The previous article explained how to flatten the following objects, and this article will show how to reverse flatten (how to convert newobj to obj).

const obj = {
  a: 'a'.b: [1.2, {c: [1.2.3.4]},4].c: { e: 5.f: 6 },
  d: undefined.f: [1[1.2[5.6]]]};// Convert to the following new data structure:
const newobj = {
  a: 'a'.'b[0]': 1.'b[1]': 2.'b[2].c[0]': 1.'b[2].c[1]': 2.'b[2].c[2]': 3.'b[2].c[3]': 4.'b[3]': 4.'c.e': 5.'c.f': 6.d: undefined.'f[0]': 1.'f[1][0]': 1.'f[1][1]': 2.'f[1][2][0]': 5.'f[1][2][1]': 6
}
Copy the code

1, Array to object

  • First, look at the object we want to convert. It is a single layer object. All we need to do is convert the key value to the object structure, such as c:{e:… }, solve this problem and the feature is 50% implemented.
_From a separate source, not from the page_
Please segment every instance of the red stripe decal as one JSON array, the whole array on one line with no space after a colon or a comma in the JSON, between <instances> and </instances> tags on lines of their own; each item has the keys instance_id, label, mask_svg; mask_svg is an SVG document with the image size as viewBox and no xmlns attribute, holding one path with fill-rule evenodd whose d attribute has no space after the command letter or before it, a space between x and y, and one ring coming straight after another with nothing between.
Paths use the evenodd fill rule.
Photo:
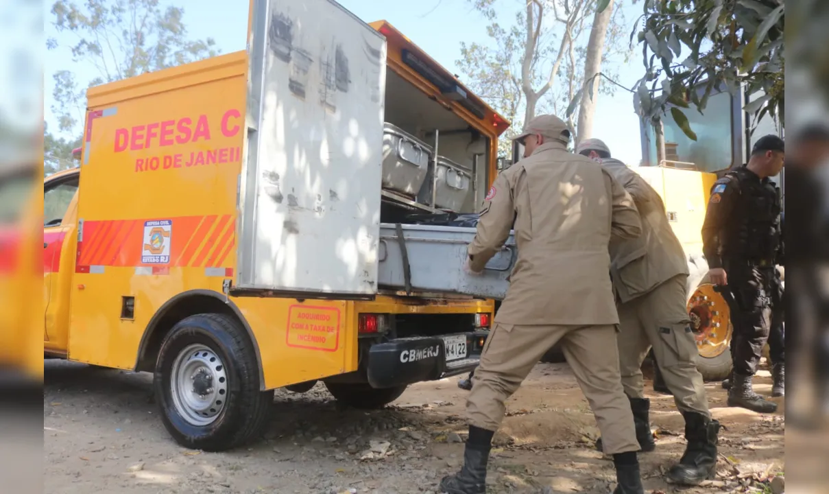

  • So how do you convert C.E to an object structure? Let’s first implement how to convert an array to an object:

// Convert an array to a linked list structure (ps: a linked list is an object in JS)
const arr  = ['a'.'b'.'c'.'d']
// Construct a conversion method
function transformToLink(arr){
 // Construct a target object that we need
 let head = {}
 // Construct a pointer to iterate over the group switch
 let tmp = head

 for(let i =0; i<arr.length; i++) {let cur = arr[i]
  // The current array deserves the next
  let next = arr[i+1]
  // When the next one exists, we construct a new object to assign, otherwise we simply assign undefined
  if(next){
    let o = {}
    tmp[cur] = o
    // We need to move the pointer to the next object
    tmp = o
  }else{
   // If no, we'll just assign
   tmp[cur] = undefined}}return head
}

Copy the code
  • Test it out, no problem:

  • This is where we implement array to object, soc.eNo, you can go firstsplitSplit it into arrays and convert it?

2. We implemented the previous stepa.b.c.d.e.fConvert to objects, but there are'b[2].c[0]','f[1][2][0]'This kind of structurekeyNext, we implement this part of the transformation.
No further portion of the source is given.